Cast off in the red bleed of the Republican Party in November’s elections were the suburbs. Not just the conservative suburban strongholds of California in Orange County, but in Dallas, Houston, Denver, and the Eastern seaboard. Of the 36 House seats Democrats picked up, 27 were suburban.

In a particularly resounding piece for National Review decrying the right’s disdain for cities, Kevin Williamson writes, “American conservatives have always been at their best when they speak to Americans’ aspirations. Alex P. Keaton — or, in the real world, William F. Buckley Jr. — never worried about being denounced as an ‘elitist.’ Ambition for advancement, and the wealth and status that comes with it, was until five minutes ago part and parcel of American conservatism. That was the best message American conservatives ever had: ‘Being rich and happy is awesome! Here’s how you can do it, too.'”

This message doesn’t just resonate in cosmopolitan America, but in the suburbs as well.

Six out of 10 rural Americans approve of Trump. The rest of the country primarily disapproves of him. For the Republicans content to sneer at them, consider that just one-fifth of the country is rural. 27 percent is urban, and the majority is suburban.

The Republican Party lucked out with a favorable Senate map and severely under-performed last month in House races. If conservatives think that they can bank on Trump running against a candidate as historically unpopular as Hillary Clinton in two years, they’d better guess again. Consolidating (read: shrinking) the Republican base to just rural support is a recipe for a 2020 wipeout, presumably against candidates more left-wing than we’ve seen in a century.

The distribution of the American population is only concentrating.

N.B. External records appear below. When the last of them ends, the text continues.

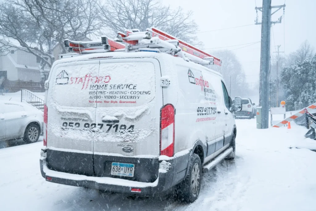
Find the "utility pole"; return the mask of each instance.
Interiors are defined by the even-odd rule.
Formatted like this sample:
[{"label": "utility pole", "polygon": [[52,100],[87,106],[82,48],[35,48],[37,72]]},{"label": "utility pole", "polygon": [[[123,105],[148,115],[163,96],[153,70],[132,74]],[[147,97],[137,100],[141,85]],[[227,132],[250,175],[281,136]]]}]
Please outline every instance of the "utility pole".
[{"label": "utility pole", "polygon": [[[266,129],[269,126],[269,78],[270,76],[270,45],[271,24],[281,22],[282,16],[276,21],[271,21],[271,16],[285,5],[271,6],[271,0],[263,0],[262,7],[255,9],[258,13],[262,13],[262,21],[258,22],[258,16],[255,24],[262,25],[261,31],[261,57],[260,60],[260,85],[259,88],[259,106],[262,107],[261,128]],[[271,13],[272,8],[277,9]]]},{"label": "utility pole", "polygon": [[[230,88],[232,87],[232,76],[230,76],[230,82],[229,82],[229,96],[230,96]],[[231,97],[232,96],[230,96]]]},{"label": "utility pole", "polygon": [[277,47],[277,51],[274,52],[274,53],[277,53],[277,60],[276,62],[276,65],[277,66],[276,70],[276,107],[279,107],[279,68],[280,66],[279,65],[279,61],[280,59],[280,53],[284,53],[284,51],[280,51],[280,47],[281,45],[279,45],[276,46]]}]

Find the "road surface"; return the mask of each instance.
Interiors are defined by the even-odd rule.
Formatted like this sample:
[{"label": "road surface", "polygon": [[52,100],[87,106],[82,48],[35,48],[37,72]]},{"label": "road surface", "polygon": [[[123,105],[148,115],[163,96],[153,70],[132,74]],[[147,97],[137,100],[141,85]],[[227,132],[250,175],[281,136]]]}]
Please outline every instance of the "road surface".
[{"label": "road surface", "polygon": [[47,182],[40,170],[42,141],[9,145],[0,149],[0,210],[315,210],[316,152],[295,148],[313,141],[304,137],[307,130],[292,125],[259,130],[255,121],[236,120],[235,159],[204,174],[191,204],[175,201],[171,192],[135,198]]}]

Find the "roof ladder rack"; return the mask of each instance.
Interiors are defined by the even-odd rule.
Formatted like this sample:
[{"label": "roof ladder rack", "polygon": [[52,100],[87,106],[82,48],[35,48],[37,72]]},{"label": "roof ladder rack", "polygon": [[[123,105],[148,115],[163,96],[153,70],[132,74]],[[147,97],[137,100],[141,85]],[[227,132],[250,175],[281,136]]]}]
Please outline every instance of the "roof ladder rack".
[{"label": "roof ladder rack", "polygon": [[64,42],[68,52],[74,53],[61,54],[58,59],[89,53],[125,50],[128,52],[163,52],[204,65],[220,66],[222,64],[222,61],[218,58],[154,27],[143,32],[137,29],[127,29],[125,33],[119,32],[114,40],[103,36],[101,41],[65,40]]}]

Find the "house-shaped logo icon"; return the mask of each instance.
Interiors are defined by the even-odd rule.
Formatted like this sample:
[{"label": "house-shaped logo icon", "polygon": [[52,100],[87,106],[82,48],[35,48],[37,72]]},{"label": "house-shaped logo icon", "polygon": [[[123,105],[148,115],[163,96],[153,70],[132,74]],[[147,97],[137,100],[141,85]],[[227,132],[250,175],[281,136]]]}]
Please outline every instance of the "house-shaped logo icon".
[{"label": "house-shaped logo icon", "polygon": [[63,70],[56,77],[56,84],[68,84],[69,80],[68,73],[64,70]]},{"label": "house-shaped logo icon", "polygon": [[189,81],[191,84],[195,84],[195,78],[194,78],[194,76],[193,75],[193,73],[190,69],[188,71],[188,76],[189,77]]}]

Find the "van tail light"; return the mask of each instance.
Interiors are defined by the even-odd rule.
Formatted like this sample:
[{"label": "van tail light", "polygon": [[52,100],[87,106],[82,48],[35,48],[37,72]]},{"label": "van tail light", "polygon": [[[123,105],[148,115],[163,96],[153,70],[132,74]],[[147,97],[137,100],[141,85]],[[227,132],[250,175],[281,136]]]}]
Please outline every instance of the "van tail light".
[{"label": "van tail light", "polygon": [[174,153],[174,107],[167,104],[160,110],[160,155],[172,157]]},{"label": "van tail light", "polygon": [[47,106],[46,104],[44,104],[44,146],[47,146]]}]

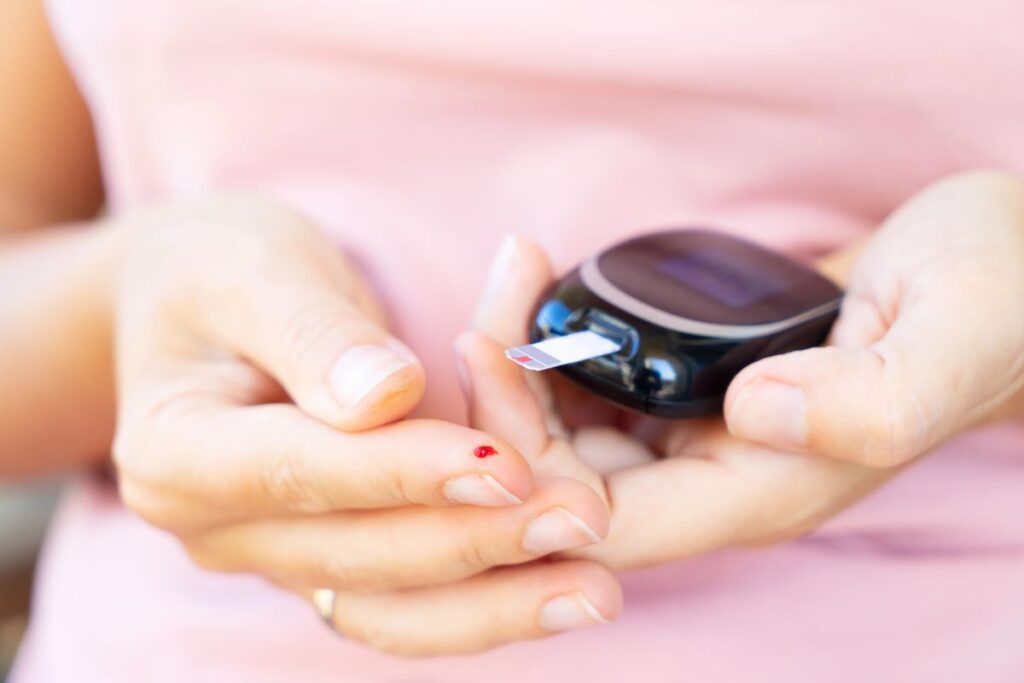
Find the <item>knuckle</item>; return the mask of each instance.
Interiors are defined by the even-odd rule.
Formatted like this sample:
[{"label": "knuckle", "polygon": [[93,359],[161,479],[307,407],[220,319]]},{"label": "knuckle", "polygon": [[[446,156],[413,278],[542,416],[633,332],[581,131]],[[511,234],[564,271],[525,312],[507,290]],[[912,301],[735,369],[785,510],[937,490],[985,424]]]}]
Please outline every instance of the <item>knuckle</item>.
[{"label": "knuckle", "polygon": [[124,476],[119,479],[118,489],[124,506],[146,523],[172,533],[184,529],[185,520],[181,519],[175,506],[159,493]]},{"label": "knuckle", "polygon": [[285,318],[281,335],[284,359],[292,367],[303,367],[322,353],[337,351],[339,334],[349,327],[338,304],[309,301],[293,309]]},{"label": "knuckle", "polygon": [[181,545],[188,555],[188,559],[201,569],[206,569],[207,571],[228,571],[231,569],[220,555],[212,552],[204,544],[182,542]]},{"label": "knuckle", "polygon": [[375,650],[400,657],[425,656],[430,653],[417,638],[408,634],[399,634],[388,625],[368,620],[361,624],[345,627],[339,625],[341,632],[358,640]]},{"label": "knuckle", "polygon": [[490,552],[476,539],[468,539],[457,547],[456,562],[464,573],[472,574],[492,566]]},{"label": "knuckle", "polygon": [[314,573],[318,574],[316,579],[319,583],[336,590],[377,590],[386,583],[383,572],[353,561],[349,553],[343,551],[328,553]]},{"label": "knuckle", "polygon": [[303,474],[292,451],[281,451],[268,458],[262,471],[263,494],[288,509],[304,514],[319,514],[331,509],[318,488]]},{"label": "knuckle", "polygon": [[865,429],[862,462],[868,467],[889,469],[910,461],[921,453],[928,431],[921,405],[908,392],[889,396]]}]

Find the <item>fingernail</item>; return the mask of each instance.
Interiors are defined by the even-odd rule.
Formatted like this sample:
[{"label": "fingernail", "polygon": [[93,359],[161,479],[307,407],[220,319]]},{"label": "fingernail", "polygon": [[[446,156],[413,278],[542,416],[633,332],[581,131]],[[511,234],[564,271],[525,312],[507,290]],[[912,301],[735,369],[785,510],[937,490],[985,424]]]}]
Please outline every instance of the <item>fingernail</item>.
[{"label": "fingernail", "polygon": [[549,510],[526,527],[522,547],[531,555],[589,546],[601,540],[594,529],[565,508]]},{"label": "fingernail", "polygon": [[490,272],[487,274],[487,283],[483,287],[483,294],[480,301],[489,301],[496,292],[500,292],[508,273],[515,263],[516,252],[518,251],[517,239],[514,234],[507,234],[502,240],[501,247],[498,248],[498,255],[490,265]]},{"label": "fingernail", "polygon": [[342,408],[352,408],[384,380],[414,362],[412,351],[399,344],[353,346],[331,370],[331,389]]},{"label": "fingernail", "polygon": [[608,620],[581,591],[559,595],[541,607],[541,628],[545,631],[568,631],[607,624]]},{"label": "fingernail", "polygon": [[467,474],[449,479],[444,483],[444,496],[460,505],[502,507],[522,503],[515,494],[489,474]]},{"label": "fingernail", "polygon": [[807,442],[807,400],[800,387],[755,379],[736,396],[729,411],[736,436],[779,447]]}]

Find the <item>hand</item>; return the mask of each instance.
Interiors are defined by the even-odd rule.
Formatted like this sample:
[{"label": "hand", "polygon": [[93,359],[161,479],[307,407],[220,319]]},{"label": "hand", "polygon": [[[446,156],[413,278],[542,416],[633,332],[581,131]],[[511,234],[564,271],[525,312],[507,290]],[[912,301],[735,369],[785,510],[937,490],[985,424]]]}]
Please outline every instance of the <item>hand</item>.
[{"label": "hand", "polygon": [[506,243],[457,351],[471,423],[512,443],[537,476],[568,475],[608,502],[600,544],[562,553],[627,569],[718,548],[800,536],[892,471],[773,450],[728,433],[720,417],[666,421],[626,413],[556,373],[522,371],[503,349],[525,343],[550,285],[538,247]]},{"label": "hand", "polygon": [[907,202],[850,281],[833,345],[766,358],[729,387],[731,433],[892,468],[1020,412],[1024,183],[972,172]]},{"label": "hand", "polygon": [[[531,563],[603,536],[600,498],[535,480],[490,434],[396,422],[419,401],[423,369],[303,219],[230,198],[123,223],[121,494],[199,564],[307,598],[337,590],[339,629],[400,654],[617,613],[603,567]],[[496,455],[477,457],[483,445]]]}]

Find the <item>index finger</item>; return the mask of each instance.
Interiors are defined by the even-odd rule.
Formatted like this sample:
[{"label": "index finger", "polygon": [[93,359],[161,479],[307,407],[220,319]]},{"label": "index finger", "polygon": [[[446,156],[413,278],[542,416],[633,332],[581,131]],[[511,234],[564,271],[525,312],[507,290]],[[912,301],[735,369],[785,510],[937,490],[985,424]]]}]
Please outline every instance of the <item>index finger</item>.
[{"label": "index finger", "polygon": [[[532,474],[508,443],[437,420],[339,432],[289,404],[214,404],[153,419],[119,466],[227,516],[400,505],[516,505]],[[167,409],[164,409],[167,410]]]}]

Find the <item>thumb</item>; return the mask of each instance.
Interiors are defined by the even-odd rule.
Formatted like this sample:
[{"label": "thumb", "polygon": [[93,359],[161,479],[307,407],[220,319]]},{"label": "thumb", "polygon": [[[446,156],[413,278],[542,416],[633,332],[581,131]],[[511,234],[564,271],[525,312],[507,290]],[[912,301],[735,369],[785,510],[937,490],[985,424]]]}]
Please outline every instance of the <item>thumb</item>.
[{"label": "thumb", "polygon": [[422,398],[413,351],[332,283],[266,284],[245,298],[241,311],[213,323],[217,336],[312,417],[359,431],[404,417]]},{"label": "thumb", "polygon": [[[952,288],[913,297],[881,331],[881,316],[864,312],[865,300],[848,299],[834,337],[854,343],[744,369],[726,394],[729,431],[779,450],[894,467],[981,422],[1019,378],[998,344],[978,344],[997,336],[992,311],[965,298]],[[856,343],[858,337],[870,343]]]}]

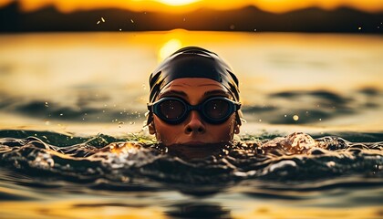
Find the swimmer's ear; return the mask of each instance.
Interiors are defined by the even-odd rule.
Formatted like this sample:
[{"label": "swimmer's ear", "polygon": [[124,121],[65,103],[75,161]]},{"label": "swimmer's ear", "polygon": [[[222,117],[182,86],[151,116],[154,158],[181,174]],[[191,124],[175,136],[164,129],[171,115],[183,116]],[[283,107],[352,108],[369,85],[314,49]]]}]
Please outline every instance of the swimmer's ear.
[{"label": "swimmer's ear", "polygon": [[150,134],[155,134],[155,133],[156,133],[156,129],[154,128],[154,121],[151,121],[151,122],[148,125],[148,129],[149,129],[149,133],[150,133]]}]

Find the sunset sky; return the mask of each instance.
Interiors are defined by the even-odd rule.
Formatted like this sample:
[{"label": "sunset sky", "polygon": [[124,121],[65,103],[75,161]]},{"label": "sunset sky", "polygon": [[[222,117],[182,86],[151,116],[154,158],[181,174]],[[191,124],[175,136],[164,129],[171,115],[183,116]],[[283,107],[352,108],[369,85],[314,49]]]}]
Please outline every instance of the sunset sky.
[{"label": "sunset sky", "polygon": [[225,10],[246,5],[254,5],[274,13],[312,6],[329,10],[339,6],[349,6],[366,12],[383,11],[382,0],[0,0],[0,7],[16,1],[20,3],[21,9],[26,12],[51,5],[64,13],[106,7],[183,13],[200,7]]}]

While half of the country hasn’t recovered to pre-recession job levels, the top quintile of zip codes added 3.6 million jobs in the last decade. Although Hillary Clinton only won a fifth of the amount of counties that Trump did, Clinton territory accounts for two-thirds of our economic output.

Yet Trump’s most vocal supporters haven’t sounded the alarm yet on the GOP’s suburban and urban wipeout. Trump’s approval is anywhere between ten and 30 points underwater in the suburbs and 30 to 40 points underwater in cities. If Democrats run a candidate at all more likable than Hillary, not a terribly difficult prospect, and Trump doesn’t gain any extra supporters, Republicans can look forward to a blue tsunami come 2020.

So when conservatives like Williamson point out the simple fact that rural elitism is a recipe for electoral disaster, the proper response from Trump’s most obsessive acolytes is resoundingly, absolutely not “Meh.” The attitude that some Trump champions have adopted of dehumanizing city-dwellers and increasingly writing off the suburbs as loathsomely liberal is just as bad as coastal elitists lambasting flyover country. The country as a whole may not be as smart as we’d like, but even children know when they’re being spoken down to. Politicos on the Right can’t just think that they can write off 80 percent of the country and come off scot-free.

With our obviously superior ideas and ability to foster economic growth and innovation instead of burdensome regulation, Republicans can and should be the party of cities and suburbs. If we abandon that dream, not just in Chicago and Los Angeles, but in Newport Beach and Denver, we will lose, and we will deserve it.